A recent post at Jon Peltier’s Blog looks at an “on-sheet” method of performing linear interpolation on a set of tabular data, and the following comments include a number of alternative ways of carrying out the same process, and also some alternatives using cubic splines. This prompted me to have a look at the various ways of performing this calculation, including VBA based User Defined Functions (UDFs) that have been presented here previously.

One reason for the interest in the large number of alternatives is that Microsoft (in their wisdom) do not provide any built-in functions to perform this task, even for linear interpolation. Interpolation of scattered data using least squares fitting has a large number of useful functions (Forecast, Trend, Linest, Slope and Intercept for instance), but if we want to interpolate between specified points we are on our own. The steps in the process for linear interpolation are (assuming we want to find the Y value for a specified X, given a table of X and Y values, with X monotonically either increasing or decreasing):

- Find the nearest X values above and below the given value, and the associated Y values.
- Find the slope of the straight line between these two points (Y2 – Y1)/(X2 – X1)
- The interpolated Y value is then: Y = Y1 + (X-X1) * Slope

I have added examples of two different examples of this procedure to the CSpline2 spreadsheet, which also includes VBA cubic spline functions, with full open source code. The screenshot below shows the output:

The position of the highest X value less than the interpolation value (60 in the example) is found using the Match function: =MATCH(A17,B6:B13). That value is then used with either the Index or Offset function to produce a 2 x 2 table of the X and Y values around the interpolation value:

- =INDEX(B$6:B$13,$A21) or
- =OFFSET(B6,A21-1,0,2,2)

Note that the Offset function must be entered as an array function; see Using Array Formulas for details.
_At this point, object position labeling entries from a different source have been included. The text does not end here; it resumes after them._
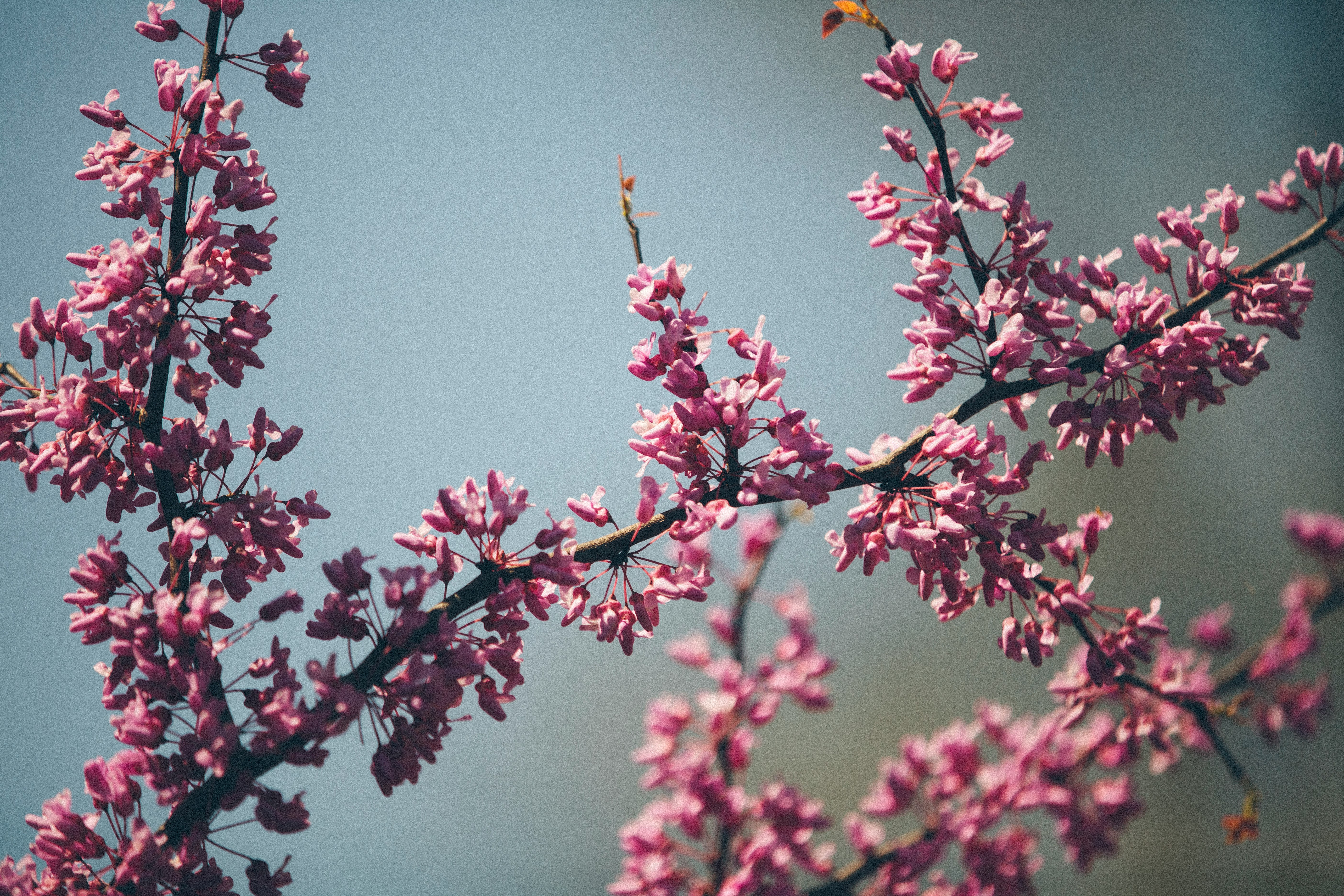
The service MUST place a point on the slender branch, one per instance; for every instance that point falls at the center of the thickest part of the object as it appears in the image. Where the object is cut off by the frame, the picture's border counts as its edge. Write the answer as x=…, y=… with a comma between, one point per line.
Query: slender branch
x=745, y=593
x=845, y=882
x=13, y=373
x=889, y=473
x=1194, y=706
x=152, y=417
x=1237, y=674
x=627, y=210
Finally this table is used to calculate, the interpolated Y value, either using an arithmetic formula (essentially the process used in Jon Peltier’s article), or using the Trend function. The Trend function can also be combined with the offset function, to avoid the need to create a 2 x 2 table on the spreadsheet for each interpolation:

- =TREND(OFFSET($C$6,A17-1,0,2,1),OFFSET($B$6,A17-1,0,2,1),A17)

This allows the interpolation to be carried out on a single row, which is convenient if you have a column of values to interpolate, rather than a single value.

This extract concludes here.